The mystery of who was involved in deals with the BIS, the bank for central banks, and what they were doing, has become clearer now. The swaps, which were initiated by the BIS, came as the so-called central banks' bank sought to obtain a return on its huge US dollar-denominated holdings. The BIS asked the commercial banks to pledge a gold swap as guarantee for the dollar deposits they were taking from the Basel-based institution.

When news of the swaps, which were disclosed in a note to the BIS's latest annual report, circulated among traders this month, it caused a sharp fall in the gold price, sending bullion to what was then six-week lows. Gold has since fallen further: it was trading at $1,164 an ounce last week.

The FT report said some analysts speculated that the swap deals were a surreptitious bail-out of the European banking system ahead of last week's publication of stress tests.
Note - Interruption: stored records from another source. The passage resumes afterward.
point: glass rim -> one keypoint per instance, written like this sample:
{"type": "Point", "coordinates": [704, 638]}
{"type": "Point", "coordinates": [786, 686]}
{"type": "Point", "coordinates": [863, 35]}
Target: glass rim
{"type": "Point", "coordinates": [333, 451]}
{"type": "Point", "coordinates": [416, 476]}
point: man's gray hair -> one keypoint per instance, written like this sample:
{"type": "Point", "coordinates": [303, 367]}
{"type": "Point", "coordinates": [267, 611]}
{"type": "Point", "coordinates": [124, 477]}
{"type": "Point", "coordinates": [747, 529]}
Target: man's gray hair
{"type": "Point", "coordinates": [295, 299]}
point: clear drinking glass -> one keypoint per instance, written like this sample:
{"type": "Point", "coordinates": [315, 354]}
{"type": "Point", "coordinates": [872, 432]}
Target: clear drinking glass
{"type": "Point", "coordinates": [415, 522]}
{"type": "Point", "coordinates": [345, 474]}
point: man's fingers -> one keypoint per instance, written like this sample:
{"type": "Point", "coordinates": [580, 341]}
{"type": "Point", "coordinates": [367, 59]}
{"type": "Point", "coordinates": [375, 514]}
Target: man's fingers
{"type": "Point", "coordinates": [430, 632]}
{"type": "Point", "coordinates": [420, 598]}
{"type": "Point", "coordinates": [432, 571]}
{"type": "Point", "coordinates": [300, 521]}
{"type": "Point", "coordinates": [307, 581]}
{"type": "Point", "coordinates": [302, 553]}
But bankers and officials have described the transactions as mutually beneficial.

In a short note in its annual report, published at the end of June, the BIS said it had taken 346 tonnes of gold in exchange for foreign currency in swap operations in the financial year to March 31.

In the same fiscal year, the BIS took three times the amount of currency deposits it had taken the previous year as central banks around the world became concerned about using commercial banks for their deposits and turned to the Basel institution.

In a gold swap, one counterparty, in this case a bank, sells its gold to the other, in this case the BIS, with an agreement to buy it back at a later date.

The gold swaps were, in effect, a form of collateral against the US-dollar deposits placed by the BIS with commercial banks. Gold is widely regarded as one of the safest assets, but has not been widely used as collateral in the past.

Investors have bought physical gold in record amounts during the past two years and deposited it in commercial banks. European financial institutions are awash with bullion and some are trying to pledge gold as a guarantee.

Last year, CME Group, the world's largest derivatives exchange, allowed investors to use gold futures as collateral for some operations. Other institutions, such as central banks, had begun using and requesting gold as collateral in the past two years as perceptions of counterparty risk have risen, bankers and officials said.

The gold used in the swaps came mainly from investors' deposit accounts at the European commercial banks. Some investors prefer to deposit their gold in so-called allocated accounts, which restrict the custodian banks' ability to use the gold in their market operations by assigning them specific bullion bars. But other investors prefer cheaper unallocated accounts, which give banks access to their bullion for their day-to-day operations.

Officials said other commercial banks obtained the gold from the lending market, borrowing bullion from emerging countries' central banks.